Djawanews.com – Permendikbud Nomor 30 Tahun 2021 tentang Pencegahan dan Penanganan Kekerasan Seksual di lingkungan perguruan tinggi menimbulkan pro dan kontra di masyarakat. Menanggapi hal itu Komisi X DPR RI berencana menjadwalkan Rapat Kerja dengan Mendikbud Ristek Nadiem Makarim, guna membahas polemik yang terjadi.
Wakil Ketua Komisi X Fraksi Golkar Hetifah Sjaifudian, menyayangkan kekisruhan yang timbul atas peraturan tersebut. Menurutnya, polemik mencuat karena perbedaan persepsi atas permen tersebut.
“Padahal kita sedang berbenah agar kampus menjadi tempat yang aman dan kondusif. Jangan sampai kekisruhan ini menjadikan upaya ini mengalami kemunduran dan bahkan terhambat," ujar Hetifah dalam keterangannya, Jumat, 12 November.
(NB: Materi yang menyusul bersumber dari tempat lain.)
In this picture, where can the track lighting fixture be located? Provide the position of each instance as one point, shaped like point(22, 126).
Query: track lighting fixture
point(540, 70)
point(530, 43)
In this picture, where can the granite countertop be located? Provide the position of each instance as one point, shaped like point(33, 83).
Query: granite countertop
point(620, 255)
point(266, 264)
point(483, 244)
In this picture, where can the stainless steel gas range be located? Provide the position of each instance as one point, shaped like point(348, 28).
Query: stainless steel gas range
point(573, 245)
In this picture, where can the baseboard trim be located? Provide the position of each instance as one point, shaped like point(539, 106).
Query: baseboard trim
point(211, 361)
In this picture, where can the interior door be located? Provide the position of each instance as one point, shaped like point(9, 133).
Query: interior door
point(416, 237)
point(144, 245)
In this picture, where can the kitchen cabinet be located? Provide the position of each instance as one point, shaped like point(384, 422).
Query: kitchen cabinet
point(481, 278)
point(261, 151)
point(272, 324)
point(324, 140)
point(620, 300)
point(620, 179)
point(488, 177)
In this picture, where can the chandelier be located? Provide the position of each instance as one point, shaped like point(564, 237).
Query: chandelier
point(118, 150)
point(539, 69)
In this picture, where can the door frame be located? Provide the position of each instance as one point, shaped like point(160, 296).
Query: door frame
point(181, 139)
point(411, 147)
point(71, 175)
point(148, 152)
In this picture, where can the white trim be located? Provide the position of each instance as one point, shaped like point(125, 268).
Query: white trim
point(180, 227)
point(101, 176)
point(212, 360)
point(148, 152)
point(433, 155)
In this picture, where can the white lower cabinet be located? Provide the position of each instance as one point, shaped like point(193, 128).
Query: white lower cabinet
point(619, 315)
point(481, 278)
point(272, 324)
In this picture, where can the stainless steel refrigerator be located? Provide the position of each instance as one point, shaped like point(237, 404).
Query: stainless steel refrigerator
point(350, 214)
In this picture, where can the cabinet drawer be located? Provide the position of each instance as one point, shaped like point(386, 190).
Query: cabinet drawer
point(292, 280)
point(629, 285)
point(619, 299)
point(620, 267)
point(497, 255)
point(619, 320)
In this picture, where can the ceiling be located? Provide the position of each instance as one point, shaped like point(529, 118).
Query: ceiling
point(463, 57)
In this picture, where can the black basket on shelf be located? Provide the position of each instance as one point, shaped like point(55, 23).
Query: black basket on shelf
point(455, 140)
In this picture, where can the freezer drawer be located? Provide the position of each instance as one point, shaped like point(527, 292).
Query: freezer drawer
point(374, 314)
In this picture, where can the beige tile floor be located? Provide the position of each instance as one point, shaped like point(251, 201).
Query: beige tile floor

Hetifah mengingatkan, pentingnya dukungan semua pihak untuk fokus memberantas tindakan kekerasan seksual di lembaga pendidikan. Pasalnya, selama ini kekerasan seksual di lembaga pendidikan masih marak.
"Ini terjadi karena pelaku memanfaatkan ketimpangan kuasa yang ada, misalkan oleh dosen terhadap mahasiswa," katanya.
Menurut Hetifah, ketimpangan hirarki yang ada di institusi pendidikan itu yang kemudian kerap disalahgunakan mereka pemilik kuasa untuk melakukan tindakan kekerasan seksual. Oleh karena itu Hetifah mengingatkan, perbedaan penafsiran terhadap peraturan itu harus diluruskan.
"Jangan sampai niat baik bersama untuk menghapuskan kekerasan seksual di lembaga pendidikan terhambat karena terdapat penafsiran yang berbeda," katanya.
Golkar sendiri, lanjut Hetifah, mengapresiasi upaya Kemendikbud Ristek dalam mencegah kekerasan seksual lewat Permendikbud Nomor 30/2021. Kendati begitu Hetifah menyarankan agar pengaturan dalam Permendikbud direvisi dan disosialisasikan dengan lebih baik untuk mencegah multi-tafsir.
"Fraksi Golkar menegaskan bahwa Golkar tidak mungkin menerima aturan yang bertujuan melegalkan seks bebas di Lembaga Pendidikan. Apalagi Partai Golkar selalu menjunjung tinggi nilai-nilai Pancasila dan UUD 1945," tambah Hetifah.
Sebelumnya, Fraksi PKB meminta menteri Nadiem merevisi aturan tersebut lantaran dianggap multitafsir. Sementara, Fraksi PKS paling keras mengkritik Permendikbud Ristek tersebut lantaran dianggap sama sama melegalkan perzinahan.